João Mendes de Almeida Júnior
Já escrevi alhures que a concorrência entre registradores seria o passo certeiro para colapsar o sistema de qualificação registral. A partir notadamente da experiência do RTD, onde esse processo já se instalou de maneira evidente e perniciosa, é possível divisar o que poderia resultar da livre eleição do registrador para a prática dos atos de seu ofício.

Não vou tratar do tema da concorrência entre registradores neste post derradeiro do ano.

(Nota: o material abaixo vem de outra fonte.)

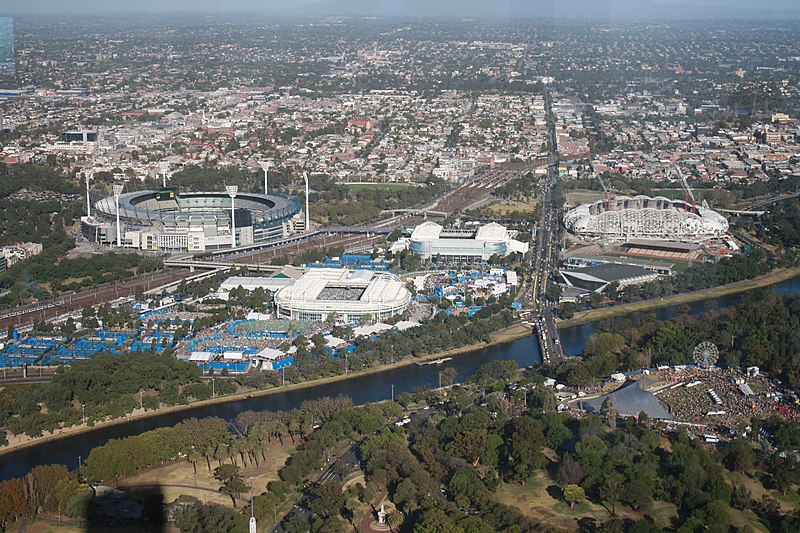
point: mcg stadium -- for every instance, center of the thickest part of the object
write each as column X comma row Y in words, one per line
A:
column 171, row 221
column 643, row 217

Antes, vou recuperar um parecer do jurisconsulto e historiador João Mendes de Almeida Jr., de quem estamos republicando aqui mesmo uma obra fundamental da doutrina registral e notarial – Orgams da fe pública.

Diz João Mendes Jr. que  

não é lícito, máxime por emulação ou por estímulo da concorrência, excluir sistematicamente da cota marginal um ato taxado. O oficial pode não receber a taxa, desde que declare – nihil; mas não pode reduzir nem dar a taxa abolida em seu cartório.

Isto seria destruir a igualdade de ofícios da mesma espécie, para fundar uma concorrência não na confiança das partes, substitutiva da prévia distribuição, mas no interesse simplesmente pecuniário; este ponto de vista repugna a ofícios de fé pública, além de afetar a disciplina do foro”. (ALMEIDA JR. João Mendes de. Tabelliães – escripturas – dispensa de emolumentos – declaração. In Revista do Direito, Rio de Janeiro, 1921, n. 61, p. 28-9).